Study: Race bias found in housing market here
Some Holland real estate agents and bank lean officers discriminate against black customers, even when they are more financially qualified than white applicants. That is the finding of a fair housing test funded by the city’s Human Relations Commission. The report was announced Thursday night and will be sent to the City Council for formal review.
The study, which was conducted by the Fair Housing Center of Greater Grand Rapids earlier this year, found evidence of racial bias in four of eight tests conducted and some difference in treatment for black applicants applying for home loans or sales assistance in two other instances. The only case in which no difference in treatment for black and white applicants was found was in tests conducted with apartment rental personnel.“I found it disturbing that in four out of eight tests, black applicants received significantly different treatment,”,” said commission member Tendo Kasara, who is an African-American.
The $5,000 study was conducted by the commission to determine if housing providers are complying with the city’s Fair Housing Ordinances and that Citizens are being given equal housing opportunity. In each test, trained black and white testers from the Fair Housing Center entered into discussions with company agents providing the same information with the exception that income or loan prequalification always was higher for the black applicant.
In all of the tests with banks and real estate agents, black applicants were given significantly less time, less information and less assistance. Evidence of lean officials steering potential white buyers away from houses in certain areas of the city also were found in the test. “I had expected the test would come out more balanced, but six out of eight (tests) show there is definitely a bias toward minorities,” Kasara said.
Both Kasara and city Human Relations Coordinator Alberto Serrano said the bias found in the test could be the action of single individuals rather than the policy of companies. “It sill should be looked at as a red flag that companies are not performing equally for all,” Serrano said.

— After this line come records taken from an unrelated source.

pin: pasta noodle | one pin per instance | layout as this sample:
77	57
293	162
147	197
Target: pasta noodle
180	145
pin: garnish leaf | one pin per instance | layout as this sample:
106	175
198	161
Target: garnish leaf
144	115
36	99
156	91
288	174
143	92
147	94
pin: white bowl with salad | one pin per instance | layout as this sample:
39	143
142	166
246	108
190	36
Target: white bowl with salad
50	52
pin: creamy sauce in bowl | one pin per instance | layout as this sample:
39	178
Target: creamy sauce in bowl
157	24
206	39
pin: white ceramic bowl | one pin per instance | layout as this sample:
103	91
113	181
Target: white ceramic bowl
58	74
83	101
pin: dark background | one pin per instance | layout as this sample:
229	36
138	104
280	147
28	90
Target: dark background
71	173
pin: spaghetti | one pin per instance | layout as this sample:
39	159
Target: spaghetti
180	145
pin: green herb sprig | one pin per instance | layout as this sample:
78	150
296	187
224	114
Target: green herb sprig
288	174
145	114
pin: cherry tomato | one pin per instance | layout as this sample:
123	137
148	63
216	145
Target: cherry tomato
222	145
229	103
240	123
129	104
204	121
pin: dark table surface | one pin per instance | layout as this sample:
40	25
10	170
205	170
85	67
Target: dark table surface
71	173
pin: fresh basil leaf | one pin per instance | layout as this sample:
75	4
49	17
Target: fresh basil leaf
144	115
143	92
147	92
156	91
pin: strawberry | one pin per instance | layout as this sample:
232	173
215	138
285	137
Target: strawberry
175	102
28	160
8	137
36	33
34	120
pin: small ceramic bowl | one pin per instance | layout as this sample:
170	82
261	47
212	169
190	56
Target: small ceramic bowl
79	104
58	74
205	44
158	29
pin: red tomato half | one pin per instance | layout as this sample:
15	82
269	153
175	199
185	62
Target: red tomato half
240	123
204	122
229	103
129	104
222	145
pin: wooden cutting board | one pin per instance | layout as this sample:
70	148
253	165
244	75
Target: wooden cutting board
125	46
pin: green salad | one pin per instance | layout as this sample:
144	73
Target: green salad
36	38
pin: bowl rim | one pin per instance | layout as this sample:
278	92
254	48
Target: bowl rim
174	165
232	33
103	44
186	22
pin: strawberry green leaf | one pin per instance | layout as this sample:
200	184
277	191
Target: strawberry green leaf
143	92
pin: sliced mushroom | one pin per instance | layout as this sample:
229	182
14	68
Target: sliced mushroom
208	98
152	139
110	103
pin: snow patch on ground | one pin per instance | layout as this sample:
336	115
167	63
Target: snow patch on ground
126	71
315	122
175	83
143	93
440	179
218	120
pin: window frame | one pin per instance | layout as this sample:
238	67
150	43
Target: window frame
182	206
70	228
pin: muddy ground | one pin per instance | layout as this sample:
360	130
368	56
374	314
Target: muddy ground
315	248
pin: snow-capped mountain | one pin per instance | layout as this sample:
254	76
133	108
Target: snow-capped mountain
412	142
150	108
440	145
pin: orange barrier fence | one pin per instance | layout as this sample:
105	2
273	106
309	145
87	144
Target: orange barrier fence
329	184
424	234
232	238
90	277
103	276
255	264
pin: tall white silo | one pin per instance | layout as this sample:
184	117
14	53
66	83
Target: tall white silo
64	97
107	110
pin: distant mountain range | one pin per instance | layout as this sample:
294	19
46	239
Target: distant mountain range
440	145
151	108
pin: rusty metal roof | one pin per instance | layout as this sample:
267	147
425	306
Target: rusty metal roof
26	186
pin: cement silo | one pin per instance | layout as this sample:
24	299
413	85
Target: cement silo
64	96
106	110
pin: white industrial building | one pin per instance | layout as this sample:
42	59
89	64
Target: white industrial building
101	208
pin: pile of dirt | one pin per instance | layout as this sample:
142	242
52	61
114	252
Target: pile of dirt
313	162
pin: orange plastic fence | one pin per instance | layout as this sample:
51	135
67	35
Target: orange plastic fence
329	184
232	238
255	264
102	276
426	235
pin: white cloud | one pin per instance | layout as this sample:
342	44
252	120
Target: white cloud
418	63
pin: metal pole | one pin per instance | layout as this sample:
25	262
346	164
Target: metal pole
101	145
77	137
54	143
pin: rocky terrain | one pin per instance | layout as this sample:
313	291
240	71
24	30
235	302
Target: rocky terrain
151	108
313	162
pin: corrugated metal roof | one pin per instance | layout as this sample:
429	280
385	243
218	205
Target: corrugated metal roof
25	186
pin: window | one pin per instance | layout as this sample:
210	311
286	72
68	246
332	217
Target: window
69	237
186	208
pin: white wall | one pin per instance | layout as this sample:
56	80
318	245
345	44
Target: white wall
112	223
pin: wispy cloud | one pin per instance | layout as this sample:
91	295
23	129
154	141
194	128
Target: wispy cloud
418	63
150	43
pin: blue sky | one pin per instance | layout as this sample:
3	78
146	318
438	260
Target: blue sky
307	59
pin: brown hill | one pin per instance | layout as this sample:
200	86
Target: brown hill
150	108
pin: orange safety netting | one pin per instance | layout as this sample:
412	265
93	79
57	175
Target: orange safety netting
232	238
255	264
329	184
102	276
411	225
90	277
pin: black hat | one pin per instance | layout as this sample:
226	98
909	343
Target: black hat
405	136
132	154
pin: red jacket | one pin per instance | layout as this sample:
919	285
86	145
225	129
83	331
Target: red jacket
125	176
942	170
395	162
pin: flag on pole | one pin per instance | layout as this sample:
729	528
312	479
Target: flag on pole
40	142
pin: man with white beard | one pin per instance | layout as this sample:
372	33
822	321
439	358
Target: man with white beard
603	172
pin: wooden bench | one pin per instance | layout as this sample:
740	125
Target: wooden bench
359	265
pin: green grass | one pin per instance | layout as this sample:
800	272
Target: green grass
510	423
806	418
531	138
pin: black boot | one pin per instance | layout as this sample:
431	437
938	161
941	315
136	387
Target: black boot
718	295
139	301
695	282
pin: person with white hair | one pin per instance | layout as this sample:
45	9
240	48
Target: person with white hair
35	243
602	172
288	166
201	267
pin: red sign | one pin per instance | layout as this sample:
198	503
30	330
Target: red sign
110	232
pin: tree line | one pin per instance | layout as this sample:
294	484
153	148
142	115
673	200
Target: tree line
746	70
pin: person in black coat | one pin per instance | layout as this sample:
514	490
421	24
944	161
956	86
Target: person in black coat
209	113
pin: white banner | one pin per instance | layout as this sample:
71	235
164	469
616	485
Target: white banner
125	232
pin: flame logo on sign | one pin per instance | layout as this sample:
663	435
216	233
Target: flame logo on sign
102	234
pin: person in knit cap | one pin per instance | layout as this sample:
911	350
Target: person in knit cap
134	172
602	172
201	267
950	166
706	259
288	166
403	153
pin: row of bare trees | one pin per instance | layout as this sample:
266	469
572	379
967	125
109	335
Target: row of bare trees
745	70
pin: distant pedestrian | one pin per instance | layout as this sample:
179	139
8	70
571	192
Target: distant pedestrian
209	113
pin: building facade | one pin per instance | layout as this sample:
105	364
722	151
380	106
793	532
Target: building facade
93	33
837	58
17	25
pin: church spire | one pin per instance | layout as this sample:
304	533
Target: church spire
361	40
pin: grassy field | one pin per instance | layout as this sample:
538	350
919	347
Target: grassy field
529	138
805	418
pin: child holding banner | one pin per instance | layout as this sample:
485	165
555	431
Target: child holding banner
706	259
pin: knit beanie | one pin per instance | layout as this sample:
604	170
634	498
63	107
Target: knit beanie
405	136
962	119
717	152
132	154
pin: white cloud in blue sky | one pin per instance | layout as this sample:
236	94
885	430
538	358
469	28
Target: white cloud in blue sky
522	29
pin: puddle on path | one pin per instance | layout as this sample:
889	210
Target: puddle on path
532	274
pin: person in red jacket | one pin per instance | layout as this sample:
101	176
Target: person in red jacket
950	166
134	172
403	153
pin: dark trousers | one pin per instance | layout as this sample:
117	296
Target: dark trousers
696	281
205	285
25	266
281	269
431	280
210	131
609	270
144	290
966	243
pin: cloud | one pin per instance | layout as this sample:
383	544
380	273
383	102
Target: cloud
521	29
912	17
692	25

None of the companies used in the test were identified in the report, but Serrano said the firms were being contacted and made aware of the results of the test. He said other fair housing tests also may be in the offing. Noting that most companies that deal with housing give staff training in the requirements of the federal Fair Housing Act, Serrano said it is important for companies to realize their staffs are not fulfilling their duties under the act and need to take corrective action.
“There is a breakdown in implementation and they have to be aware someone is not doing their job and be vigilant,” he said, “This is an opportunity for them to take corrective action and put in place policies and training to avoid (bias).” Officials of the West Michigan Lakeshore Association of Realtors said their association provides training on the Fair Housing Act and encourages total compliance among its members.
“It is not just morally right, but plain good business,” said Dale Zahn chief executive officer of the 1,000 member association. He said Realtors have a national code of ethics against such practices and have a Professional Standards Committee that can levy fines of up to $2,500, suspensions and expulsion of members who violate the Fair Housing Act. While he said the majority of members comply, bias situations do occur. “We need to be notified when someone feels their rights have been violated. That’s the only way we can act,” Zahn said.